CEMR: An Effective Subgraph Matching Algorithm with Redundant Extension Elimination
This work provides a more efficient subgraph matching algorithm for researchers and practitioners working with large graph analysis problems, offering a strong specific gain in performance.
The paper addresses the challenge of efficiently enumerating subgraph matches in large graphs, a known NP-hard problem. It introduces CEMR, a novel algorithm that significantly reduces duplicate computations during the search process, leading to superior performance compared to existing state-of-the-art methods on real-world datasets.
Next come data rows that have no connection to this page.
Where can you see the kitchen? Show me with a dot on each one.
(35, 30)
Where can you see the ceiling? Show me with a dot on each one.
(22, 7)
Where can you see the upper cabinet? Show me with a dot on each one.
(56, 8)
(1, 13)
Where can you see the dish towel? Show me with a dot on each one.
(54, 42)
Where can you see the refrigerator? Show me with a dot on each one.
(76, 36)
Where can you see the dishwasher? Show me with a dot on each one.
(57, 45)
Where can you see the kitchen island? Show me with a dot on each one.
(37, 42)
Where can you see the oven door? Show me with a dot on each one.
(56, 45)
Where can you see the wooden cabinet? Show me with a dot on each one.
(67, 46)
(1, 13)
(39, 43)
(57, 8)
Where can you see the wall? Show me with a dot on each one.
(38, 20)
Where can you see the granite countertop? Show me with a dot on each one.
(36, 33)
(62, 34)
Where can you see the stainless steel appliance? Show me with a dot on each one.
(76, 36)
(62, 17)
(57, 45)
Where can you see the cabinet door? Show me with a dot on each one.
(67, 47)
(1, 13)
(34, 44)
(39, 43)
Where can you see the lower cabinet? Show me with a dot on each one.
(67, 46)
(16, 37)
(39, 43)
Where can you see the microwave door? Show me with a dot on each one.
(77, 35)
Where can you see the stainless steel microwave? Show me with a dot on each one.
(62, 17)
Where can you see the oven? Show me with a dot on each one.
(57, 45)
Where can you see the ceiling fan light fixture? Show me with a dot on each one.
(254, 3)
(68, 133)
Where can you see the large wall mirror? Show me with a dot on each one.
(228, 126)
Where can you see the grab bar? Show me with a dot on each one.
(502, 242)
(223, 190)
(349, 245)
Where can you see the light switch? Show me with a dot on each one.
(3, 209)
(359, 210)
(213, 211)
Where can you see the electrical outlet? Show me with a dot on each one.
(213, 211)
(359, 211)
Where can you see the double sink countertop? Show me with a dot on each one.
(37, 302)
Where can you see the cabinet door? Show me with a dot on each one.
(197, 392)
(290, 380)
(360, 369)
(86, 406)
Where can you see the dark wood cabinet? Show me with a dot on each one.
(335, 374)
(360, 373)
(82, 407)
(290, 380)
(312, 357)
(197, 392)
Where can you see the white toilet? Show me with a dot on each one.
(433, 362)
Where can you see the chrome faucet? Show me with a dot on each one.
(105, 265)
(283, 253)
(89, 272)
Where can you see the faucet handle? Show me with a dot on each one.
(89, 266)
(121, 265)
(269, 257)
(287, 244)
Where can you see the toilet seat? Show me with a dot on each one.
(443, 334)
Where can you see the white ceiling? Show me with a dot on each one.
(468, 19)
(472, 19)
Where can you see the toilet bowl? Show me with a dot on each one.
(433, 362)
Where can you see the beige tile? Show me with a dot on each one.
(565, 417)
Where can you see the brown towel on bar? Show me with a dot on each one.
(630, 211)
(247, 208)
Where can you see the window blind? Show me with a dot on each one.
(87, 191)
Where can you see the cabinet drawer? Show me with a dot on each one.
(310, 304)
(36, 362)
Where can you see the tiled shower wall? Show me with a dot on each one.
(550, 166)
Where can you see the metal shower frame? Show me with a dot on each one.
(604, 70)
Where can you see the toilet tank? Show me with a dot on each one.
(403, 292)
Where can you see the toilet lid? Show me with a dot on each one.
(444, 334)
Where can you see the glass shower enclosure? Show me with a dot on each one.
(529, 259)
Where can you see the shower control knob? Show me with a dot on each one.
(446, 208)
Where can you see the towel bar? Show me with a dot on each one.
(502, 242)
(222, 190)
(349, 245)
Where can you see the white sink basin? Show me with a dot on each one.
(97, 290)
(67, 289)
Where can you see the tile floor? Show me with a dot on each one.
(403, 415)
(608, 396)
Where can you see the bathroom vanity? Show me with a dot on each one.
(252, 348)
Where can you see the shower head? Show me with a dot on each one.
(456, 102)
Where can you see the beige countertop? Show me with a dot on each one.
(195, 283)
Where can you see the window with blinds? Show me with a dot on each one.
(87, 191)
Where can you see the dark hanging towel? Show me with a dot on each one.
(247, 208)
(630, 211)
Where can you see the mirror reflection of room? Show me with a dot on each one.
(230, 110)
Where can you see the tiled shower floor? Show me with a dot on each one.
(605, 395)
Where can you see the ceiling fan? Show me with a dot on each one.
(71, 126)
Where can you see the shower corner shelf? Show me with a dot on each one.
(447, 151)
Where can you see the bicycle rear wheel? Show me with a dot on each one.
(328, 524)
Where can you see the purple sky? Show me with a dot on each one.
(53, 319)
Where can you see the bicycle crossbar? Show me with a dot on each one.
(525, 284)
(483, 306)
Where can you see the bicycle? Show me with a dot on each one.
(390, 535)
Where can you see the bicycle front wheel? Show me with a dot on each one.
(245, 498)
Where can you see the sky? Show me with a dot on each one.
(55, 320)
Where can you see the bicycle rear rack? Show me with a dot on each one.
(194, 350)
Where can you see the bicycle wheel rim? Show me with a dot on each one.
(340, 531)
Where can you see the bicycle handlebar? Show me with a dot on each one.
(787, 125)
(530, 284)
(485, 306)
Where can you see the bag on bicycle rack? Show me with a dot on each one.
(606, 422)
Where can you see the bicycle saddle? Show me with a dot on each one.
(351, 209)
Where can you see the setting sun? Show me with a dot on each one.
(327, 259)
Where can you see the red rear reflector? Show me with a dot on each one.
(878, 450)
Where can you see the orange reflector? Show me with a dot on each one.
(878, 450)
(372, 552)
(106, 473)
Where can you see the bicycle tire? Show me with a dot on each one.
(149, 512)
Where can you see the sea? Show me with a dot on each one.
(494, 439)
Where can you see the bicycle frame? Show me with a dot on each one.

Subgraph matching is a fundamental problem in graph analysis with a wide range of applications. However, due to its inherent NP-hardness, enumerating subgraph matches efficiently on large real-world graphs remains highly challenging. Most existing works adopt a depth-first search (DFS) backtracking strategy, where a partial embedding is gradually extended in a DFS manner along a branch of the search trees until either a full embedding is found or no further extension is possible. A major limitation of this paradigm is the significant amount of duplicate computation that occurs during enumeration, which increases the overall runtime. To overcome this limitation, we propose a novel subgraph matching algorithm, CEMR. It incorporates two techniques to reduce duplicate extensions: common extension merging, which leverages a black-white vertex encoding, and common extension reusing, which employs common extension buffers. In addition, we design two pruning techniques to discard unpromising search branches. Extensive experiments on real-world datasets and diverse query workloads demonstrate that CEMR outperforms state-of-the-art subgraph matching methods.